Friday, November 26, 2004

Civilian, Arms, Tactics and Ethics
via Arutz-7.
There's a new website WeaponSurvey.com that catalogues the arms Israel's "peace partners" in the PA (and related organizations) have acquired and deployed. The editor of the website, Aharon Etengoff used to work for the IDF spokesperson's office.
If the Palestinians had used their resourcefulness over the past 11+ years to build an economy instead of a terrorist state, there'd now be peace between Israel and a prosperous Palestine. That there isn't is a testament to the fact that the PA was always more interested in destruction than in production.
And how should Israel face the threat these weapons and their users present to their country. Why that's been addressed by Maj Gen Amos Yadlin in "Ethical Dilemmas in Fighting Terrorism."
To take one example of the difficulty Israel has in fighting its civilian surrounded enemy Yadlin tells us:
The case of Salah Shehada, the head of the military arm of Hamas, is a prime example of ethical concerns in decision-making. Shehada planned terror attacks in Israel, including the attack on the Dolphinarium discotheque where twenty-one teenagers were killed, and he was in the process of planning a "mega-attack." We knew that if we hit him, the mega-terror process would stop because he was the mind behind it, the planner, the one who was really pushing the button. Shehada was always surrounded by innocent people until one night in July 2002 we found him almost alone, and we delivered a 2,000-pound bomb on his apartment and he was killed. Unfortunately, the intelligence about those in the surrounding buildings was wrong, and innocent people were killed. Yet when the decision was made, it was the right decision from an ethical point of view because the scale included a mega-attack threatening the lives of hundreds of Israelis, balanced against a terrorist with some collateral damage. But in this case the collateral damage was too high.

A month later, in August 2002, we had all the leadership of Hamas - Sheikh Yassin and all his military commanders, all his engineers, all the minds of terror - in one room in a three-story house and we knew we needed a 2,000-pound bomb to eliminate all of them - the whole leadership, 16 people, all the worst terrorists in the world. Think about having Osama bin Laden and all the top leadership of al-Qaeda in one house. However, due to the criticism in Israeli society and in the media, and due to the consequences of innocent Palestinians being killed, a 2,000-pound bomb was not approved and we hit the building with a much smaller bomb. There was a lot of dust, a lot of noise, but they all got up and ran away and we missed the opportunity. So the ethical dilemmas are always there.

The chief of staff is always asking, "Bring me an operational plan that will endanger fewer civilians around the terrorist." This is an important principle: We never target civilians. They kill our civilians but we will not kill theirs as a punishment. We are always targeting terrorists on their way to do us imminent harm. The dilemma is that the terrorists are within these civilians.
It's not so simple as Israel's many critics would have us believe. Israel took a lesson when too many died as collateral damage - in an attack fully compliant with international law despite what the naysayers would claim - and, as a result, a group of terrorists survived to fight and kill another day.
And when you read about how cruel Israeli soldiers keep this in mind:
On the one hand, we had to deal with the terrorists and look for the tunnels. On the other hand, we had to avoid collateral damage or hitting the civilians. So first of all we applied the principle of warning. We warned the civilians that they had to leave because the terrorists were there.
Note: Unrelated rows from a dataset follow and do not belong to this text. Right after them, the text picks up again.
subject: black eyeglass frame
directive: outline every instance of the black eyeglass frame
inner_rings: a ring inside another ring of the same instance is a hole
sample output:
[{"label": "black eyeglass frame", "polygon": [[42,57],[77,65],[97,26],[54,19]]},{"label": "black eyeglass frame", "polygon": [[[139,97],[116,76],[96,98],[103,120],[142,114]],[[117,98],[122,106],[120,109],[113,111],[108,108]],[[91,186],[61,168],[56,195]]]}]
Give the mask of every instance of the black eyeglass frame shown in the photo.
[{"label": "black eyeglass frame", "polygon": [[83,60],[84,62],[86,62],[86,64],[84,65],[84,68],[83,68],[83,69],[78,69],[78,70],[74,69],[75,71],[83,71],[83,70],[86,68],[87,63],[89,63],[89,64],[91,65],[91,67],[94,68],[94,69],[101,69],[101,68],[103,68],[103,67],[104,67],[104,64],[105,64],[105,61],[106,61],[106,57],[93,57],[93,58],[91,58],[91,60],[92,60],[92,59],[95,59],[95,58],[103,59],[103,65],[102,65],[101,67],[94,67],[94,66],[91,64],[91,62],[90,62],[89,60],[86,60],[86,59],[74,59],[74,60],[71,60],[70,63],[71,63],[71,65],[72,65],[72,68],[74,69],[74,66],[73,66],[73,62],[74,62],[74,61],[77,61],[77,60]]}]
We had to make every attempt to move them before the fighting began. Two soldiers paid with their lives because they were trying to help a Palestinian old lady get some water and Palestinian snipers killed them. Think about the commander who has to go to the parents of the soldiers and tell them that because of ethical issues they helped this old lady but your son is dead because of it. It's an awful dilemma.

Other than the American army is there any other army in the world that would take such care to assist civilians from the enemy's side? The French?